To get the best left fielder in Phillies history, we need to go all the way back to 1891. There, we have the career of Ed Delahanty, who was a Phillie from 1891-1901. “Big Ed” led the league in batting, home runs, RBI, and stolen bases at least once in his career. He’s one of only a handful of players to bat over .400 in three seasons, and his career average of .346 ranks fifth all-time.
Delahanty was inducted into the Hall of Fame in 1945.
Some remember him as a broadcaster, but the greatest center fielder to play for the Phillies is Richie Ashburn. “Whitey” was a career .308 hitter, and had more hits than any player during the 1950’s.

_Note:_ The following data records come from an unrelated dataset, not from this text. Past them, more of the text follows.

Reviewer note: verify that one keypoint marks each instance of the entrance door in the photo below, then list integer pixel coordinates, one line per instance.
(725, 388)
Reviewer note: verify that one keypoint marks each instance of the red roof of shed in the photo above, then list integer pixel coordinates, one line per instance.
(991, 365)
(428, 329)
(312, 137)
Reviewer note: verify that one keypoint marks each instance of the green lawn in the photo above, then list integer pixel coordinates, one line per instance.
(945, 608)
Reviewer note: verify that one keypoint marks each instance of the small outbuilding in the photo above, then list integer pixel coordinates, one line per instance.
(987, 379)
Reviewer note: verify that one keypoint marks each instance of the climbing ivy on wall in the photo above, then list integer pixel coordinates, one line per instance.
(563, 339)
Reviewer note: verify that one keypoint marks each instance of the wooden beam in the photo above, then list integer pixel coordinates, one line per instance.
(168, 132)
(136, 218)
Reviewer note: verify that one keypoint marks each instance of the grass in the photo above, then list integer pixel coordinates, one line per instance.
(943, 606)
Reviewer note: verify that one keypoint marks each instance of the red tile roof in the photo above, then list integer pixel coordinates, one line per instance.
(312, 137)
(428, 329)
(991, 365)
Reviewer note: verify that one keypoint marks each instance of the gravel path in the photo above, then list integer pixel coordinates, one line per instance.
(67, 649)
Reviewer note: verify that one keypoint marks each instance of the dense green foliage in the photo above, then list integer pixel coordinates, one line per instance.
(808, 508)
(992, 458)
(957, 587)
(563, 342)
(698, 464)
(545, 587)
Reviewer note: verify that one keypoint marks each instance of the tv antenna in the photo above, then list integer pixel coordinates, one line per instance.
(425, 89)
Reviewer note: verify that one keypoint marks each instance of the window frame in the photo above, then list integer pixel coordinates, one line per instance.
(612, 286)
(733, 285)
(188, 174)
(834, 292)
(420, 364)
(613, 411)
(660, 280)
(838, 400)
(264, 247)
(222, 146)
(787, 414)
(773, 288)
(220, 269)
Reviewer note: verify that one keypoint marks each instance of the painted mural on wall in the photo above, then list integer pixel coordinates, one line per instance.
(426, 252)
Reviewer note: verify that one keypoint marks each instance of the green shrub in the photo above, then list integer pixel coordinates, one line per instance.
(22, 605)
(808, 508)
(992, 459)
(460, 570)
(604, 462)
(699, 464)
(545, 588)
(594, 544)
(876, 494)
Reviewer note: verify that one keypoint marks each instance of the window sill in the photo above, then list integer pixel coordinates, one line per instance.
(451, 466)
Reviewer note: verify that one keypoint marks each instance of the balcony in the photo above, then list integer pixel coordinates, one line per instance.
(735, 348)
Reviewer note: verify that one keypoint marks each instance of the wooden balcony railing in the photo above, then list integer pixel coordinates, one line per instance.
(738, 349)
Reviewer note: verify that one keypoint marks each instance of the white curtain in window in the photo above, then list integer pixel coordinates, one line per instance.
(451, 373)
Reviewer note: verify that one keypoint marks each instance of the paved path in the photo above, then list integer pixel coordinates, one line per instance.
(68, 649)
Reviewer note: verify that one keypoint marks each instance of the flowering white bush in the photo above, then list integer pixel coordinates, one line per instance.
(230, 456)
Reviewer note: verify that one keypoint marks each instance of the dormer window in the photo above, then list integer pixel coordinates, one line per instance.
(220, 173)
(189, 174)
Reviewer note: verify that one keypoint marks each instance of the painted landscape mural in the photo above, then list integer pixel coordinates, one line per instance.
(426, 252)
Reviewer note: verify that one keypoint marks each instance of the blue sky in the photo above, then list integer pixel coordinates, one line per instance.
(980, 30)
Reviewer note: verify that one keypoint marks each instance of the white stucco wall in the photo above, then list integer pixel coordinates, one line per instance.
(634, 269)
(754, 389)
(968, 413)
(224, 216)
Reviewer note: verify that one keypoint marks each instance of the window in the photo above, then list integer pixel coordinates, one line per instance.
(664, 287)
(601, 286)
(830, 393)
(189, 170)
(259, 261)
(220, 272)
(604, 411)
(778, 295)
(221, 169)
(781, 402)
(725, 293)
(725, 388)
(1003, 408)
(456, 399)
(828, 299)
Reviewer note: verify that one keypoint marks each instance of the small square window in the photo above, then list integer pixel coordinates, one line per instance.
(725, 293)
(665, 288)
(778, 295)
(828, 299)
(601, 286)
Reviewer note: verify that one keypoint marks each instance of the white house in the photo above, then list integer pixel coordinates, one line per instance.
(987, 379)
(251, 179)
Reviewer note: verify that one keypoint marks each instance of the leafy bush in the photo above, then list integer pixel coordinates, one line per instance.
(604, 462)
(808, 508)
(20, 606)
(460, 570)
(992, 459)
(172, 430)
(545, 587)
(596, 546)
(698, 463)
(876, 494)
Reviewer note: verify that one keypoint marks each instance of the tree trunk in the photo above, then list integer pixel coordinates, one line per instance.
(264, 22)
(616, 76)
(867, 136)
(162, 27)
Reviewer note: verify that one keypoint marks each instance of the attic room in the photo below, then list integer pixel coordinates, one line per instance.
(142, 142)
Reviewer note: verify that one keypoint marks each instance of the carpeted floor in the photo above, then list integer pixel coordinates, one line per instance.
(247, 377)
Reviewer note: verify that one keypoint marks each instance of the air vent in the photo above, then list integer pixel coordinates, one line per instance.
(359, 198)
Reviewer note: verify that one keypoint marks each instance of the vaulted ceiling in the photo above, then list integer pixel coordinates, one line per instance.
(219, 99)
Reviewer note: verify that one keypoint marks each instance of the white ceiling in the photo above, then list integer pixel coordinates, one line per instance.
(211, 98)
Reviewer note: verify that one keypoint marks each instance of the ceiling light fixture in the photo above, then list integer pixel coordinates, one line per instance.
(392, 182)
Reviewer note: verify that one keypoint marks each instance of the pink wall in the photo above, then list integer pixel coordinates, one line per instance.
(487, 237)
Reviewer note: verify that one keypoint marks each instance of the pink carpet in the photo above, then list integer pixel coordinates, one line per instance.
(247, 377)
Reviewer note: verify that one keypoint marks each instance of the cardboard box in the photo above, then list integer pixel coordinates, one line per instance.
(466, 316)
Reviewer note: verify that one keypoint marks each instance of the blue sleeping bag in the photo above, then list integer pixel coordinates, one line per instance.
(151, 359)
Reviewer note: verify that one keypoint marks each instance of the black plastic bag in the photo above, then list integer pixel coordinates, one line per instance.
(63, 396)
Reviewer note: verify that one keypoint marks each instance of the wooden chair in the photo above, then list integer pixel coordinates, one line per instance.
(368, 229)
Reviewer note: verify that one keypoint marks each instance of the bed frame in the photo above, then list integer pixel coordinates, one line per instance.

Ashburn made it to six All-Star games and led the National League in hitting twice. Ashburn had 47 years of service to the Phillies, first as a player and then as broadcaster. He was inducted into the Hall of Fame in 1995, and his legacy lives on at Citizens Bank Park; Ashburn Alley and the “Richie ‘Whitey’ Ashburn Broadcast Booth” are both named after him.
Chuck Klein had three separate stints with the Phillies in the early 1900’s. I gave consideration to Bobby Abreu, but between his lackadaisical attitude and the fact the Phillies finally became a playoff team when they traded him, he didn’t make the cut.
A career .320 hitter, Klein is a member of the 300 home run club and was a Hall of Fame inductee in 1980.
Take a look his 1930 numbers. That season, Klein hit .386 with 250 hits, 158 runs, 59 doubles, 170 RBI, .687 slugging percentage, 445 total bases, and 107 extra base hits. I dare you to find a better overall season than that.